The fourth and final boundary encountered has been that of data sovereignty, that is knowing exactly where in the world your data is.

Taking the US as an example, the Federal Information Security Management Act (FISMA) requires customers to keep sensitive data within the country. In virtualized systems, data and virtual machines can move dynamically from one country to another in response to load balancing needs and other factors. While this is a benefit for the end user, decreasing load times, whilst increasing reliability, whether in New York or London – for SaaS vendors, the headache of managing data location (and the aforementioned legal compliance can be too much to bare.

While this may sound like a grim report on the state of SaaS, the future is bright, as long as vendors embrace the perceived problems around them and adapt for a future in the Cloud. Ospero exists to help businesses make the move to the cloud and distribute globally.

Ospero’s distribution-as-a-service (DaaS) offering, helps business rollout global SaaS instances without vendors’ having to worry about legal compliance, latency issues and privacy headaches. Their service is helping CTOs and IT managers overcome the barriers to cloud entry and embrace SaaS.

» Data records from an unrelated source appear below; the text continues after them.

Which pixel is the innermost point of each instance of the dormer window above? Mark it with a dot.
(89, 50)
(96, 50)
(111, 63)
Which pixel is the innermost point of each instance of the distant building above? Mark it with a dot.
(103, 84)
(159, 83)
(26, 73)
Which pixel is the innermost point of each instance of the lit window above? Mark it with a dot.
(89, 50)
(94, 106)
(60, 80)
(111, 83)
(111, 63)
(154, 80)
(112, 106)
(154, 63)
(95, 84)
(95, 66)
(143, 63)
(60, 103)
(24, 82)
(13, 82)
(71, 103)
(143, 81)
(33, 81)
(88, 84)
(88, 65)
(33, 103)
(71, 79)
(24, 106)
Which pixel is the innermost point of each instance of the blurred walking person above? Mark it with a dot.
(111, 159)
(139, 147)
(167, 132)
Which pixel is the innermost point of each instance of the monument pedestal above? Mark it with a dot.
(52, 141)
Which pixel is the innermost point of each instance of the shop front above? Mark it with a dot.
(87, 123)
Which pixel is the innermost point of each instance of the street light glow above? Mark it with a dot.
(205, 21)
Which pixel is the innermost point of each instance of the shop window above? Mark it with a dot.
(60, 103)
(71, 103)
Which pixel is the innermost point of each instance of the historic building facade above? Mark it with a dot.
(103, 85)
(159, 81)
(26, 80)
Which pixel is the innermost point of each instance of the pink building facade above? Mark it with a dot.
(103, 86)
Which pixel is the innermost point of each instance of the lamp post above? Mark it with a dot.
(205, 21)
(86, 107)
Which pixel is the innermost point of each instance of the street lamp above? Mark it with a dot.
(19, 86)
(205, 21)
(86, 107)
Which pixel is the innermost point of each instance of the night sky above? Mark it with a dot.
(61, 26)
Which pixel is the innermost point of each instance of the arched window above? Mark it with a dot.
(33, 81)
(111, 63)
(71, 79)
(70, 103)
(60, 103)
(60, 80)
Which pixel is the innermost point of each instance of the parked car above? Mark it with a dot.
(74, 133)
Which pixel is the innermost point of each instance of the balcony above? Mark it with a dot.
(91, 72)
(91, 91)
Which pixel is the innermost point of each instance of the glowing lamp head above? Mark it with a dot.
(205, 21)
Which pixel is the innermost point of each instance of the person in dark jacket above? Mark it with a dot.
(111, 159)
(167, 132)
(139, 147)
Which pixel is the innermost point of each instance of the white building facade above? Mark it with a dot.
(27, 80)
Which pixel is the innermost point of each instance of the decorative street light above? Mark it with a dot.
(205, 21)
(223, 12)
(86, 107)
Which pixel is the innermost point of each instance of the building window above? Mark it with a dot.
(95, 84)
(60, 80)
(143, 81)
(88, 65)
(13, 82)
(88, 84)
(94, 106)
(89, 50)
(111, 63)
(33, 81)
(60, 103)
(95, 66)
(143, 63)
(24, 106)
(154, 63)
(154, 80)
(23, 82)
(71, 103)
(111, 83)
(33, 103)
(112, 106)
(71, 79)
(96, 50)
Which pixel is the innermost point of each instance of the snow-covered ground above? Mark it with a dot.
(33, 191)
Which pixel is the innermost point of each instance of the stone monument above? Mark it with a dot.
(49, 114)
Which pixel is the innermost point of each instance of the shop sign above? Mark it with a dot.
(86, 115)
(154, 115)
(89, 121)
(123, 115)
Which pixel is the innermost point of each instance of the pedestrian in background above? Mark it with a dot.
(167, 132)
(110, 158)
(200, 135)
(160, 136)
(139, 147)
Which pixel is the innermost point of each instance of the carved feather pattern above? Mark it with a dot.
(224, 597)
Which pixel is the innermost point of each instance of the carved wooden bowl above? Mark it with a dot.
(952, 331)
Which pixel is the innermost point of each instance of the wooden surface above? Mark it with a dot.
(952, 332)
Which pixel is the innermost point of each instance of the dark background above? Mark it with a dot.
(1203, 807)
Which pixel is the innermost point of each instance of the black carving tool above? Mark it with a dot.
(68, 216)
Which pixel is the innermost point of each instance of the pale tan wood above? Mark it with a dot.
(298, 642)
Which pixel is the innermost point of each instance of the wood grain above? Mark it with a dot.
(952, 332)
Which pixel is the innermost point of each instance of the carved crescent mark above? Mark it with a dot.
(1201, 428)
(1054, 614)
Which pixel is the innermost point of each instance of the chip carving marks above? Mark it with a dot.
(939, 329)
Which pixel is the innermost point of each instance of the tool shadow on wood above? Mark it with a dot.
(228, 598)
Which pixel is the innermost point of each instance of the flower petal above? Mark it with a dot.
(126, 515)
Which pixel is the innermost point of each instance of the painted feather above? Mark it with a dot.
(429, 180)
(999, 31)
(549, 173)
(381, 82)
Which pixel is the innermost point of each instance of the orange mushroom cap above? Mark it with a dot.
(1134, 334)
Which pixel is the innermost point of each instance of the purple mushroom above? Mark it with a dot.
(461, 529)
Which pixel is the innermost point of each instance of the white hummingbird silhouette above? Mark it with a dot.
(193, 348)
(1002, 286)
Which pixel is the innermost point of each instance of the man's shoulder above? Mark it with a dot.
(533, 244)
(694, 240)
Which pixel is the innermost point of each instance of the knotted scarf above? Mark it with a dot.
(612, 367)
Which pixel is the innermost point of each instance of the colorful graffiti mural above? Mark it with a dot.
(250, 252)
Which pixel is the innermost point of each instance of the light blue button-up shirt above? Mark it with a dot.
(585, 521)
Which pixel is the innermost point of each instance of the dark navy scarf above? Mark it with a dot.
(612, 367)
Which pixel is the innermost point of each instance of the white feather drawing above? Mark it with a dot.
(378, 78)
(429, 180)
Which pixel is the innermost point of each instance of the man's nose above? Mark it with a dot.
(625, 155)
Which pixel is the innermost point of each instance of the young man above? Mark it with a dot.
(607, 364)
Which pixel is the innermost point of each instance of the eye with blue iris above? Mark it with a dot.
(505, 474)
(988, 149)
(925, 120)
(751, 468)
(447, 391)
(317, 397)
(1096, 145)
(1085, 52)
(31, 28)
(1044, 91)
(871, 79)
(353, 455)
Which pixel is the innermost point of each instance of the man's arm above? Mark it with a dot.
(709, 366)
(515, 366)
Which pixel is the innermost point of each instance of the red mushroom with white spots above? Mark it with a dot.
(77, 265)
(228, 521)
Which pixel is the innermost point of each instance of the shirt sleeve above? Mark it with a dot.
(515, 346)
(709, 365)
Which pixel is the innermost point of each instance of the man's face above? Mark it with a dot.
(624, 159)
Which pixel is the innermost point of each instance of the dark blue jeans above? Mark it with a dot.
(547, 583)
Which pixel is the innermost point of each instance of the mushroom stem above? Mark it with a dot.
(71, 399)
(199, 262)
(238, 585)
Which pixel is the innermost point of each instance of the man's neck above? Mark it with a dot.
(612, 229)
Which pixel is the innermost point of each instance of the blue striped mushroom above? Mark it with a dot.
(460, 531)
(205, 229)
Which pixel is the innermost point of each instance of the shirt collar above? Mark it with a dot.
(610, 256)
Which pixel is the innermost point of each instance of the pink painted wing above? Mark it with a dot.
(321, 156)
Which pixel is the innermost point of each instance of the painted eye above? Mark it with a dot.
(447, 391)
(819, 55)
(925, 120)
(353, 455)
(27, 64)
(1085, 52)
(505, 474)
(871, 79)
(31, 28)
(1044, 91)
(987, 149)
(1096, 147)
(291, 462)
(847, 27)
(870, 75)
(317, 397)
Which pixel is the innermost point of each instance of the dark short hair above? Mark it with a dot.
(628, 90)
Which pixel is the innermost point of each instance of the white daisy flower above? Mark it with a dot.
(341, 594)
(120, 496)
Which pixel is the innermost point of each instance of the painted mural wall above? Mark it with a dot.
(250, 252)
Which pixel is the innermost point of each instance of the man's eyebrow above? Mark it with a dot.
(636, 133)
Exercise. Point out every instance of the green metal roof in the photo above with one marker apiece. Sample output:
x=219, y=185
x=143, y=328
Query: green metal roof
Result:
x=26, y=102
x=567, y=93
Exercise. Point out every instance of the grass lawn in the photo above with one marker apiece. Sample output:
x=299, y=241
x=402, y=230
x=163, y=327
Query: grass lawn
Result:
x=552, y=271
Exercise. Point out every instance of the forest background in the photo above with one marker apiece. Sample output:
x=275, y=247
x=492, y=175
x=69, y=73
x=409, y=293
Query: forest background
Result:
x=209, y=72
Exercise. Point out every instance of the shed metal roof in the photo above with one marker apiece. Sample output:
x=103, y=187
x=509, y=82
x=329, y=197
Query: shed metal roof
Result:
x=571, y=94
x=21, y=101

Jason Currill is founder and CEO of Ospero, a global Infrastructure as a Service (IaaS) company. The company, through a federated cloud strategy, has one of the largest ubiquitous, single vendor cloud platforms in the world. Before founding Ospero, Jason, a seasoned technology Executive with over 15 years international sales experience, worked with Cisco Systems, Business Objects (a SAP company) and NetSuite, in charge of both EMEA and NA territories. Prior to his career in IT, Jason worked on the London International Financial Futures Exchange (LIFFE) for almost 10 years as a Futures Trader.

One comment

  1. The cognitive dissonance in the market between “SaaS is going to be everywhere” and “SaaS will hit $16B in 2015” has baffled me.  There are some additional reasons why SaaS won’t deliver 100% market share any time soon – multi-tenancy of data is a problem with many industries; performance of compiled vs interpretive languages for applications such as simulation; interoperability between software applications and data bases within complex work flows such as broadcast media, semiconductor design, etc..  There are many that believe that the incumbent software vendors will “merely” be displaced/disrupted by SaaS startups and so the question of re-writing existing applications as SaaS will “go away”.  Even without all of the other challenges, re-inventing a wheel of this complexity, that has taken decades to get working within a large ecosystem, is a Herculean task….and very expensive!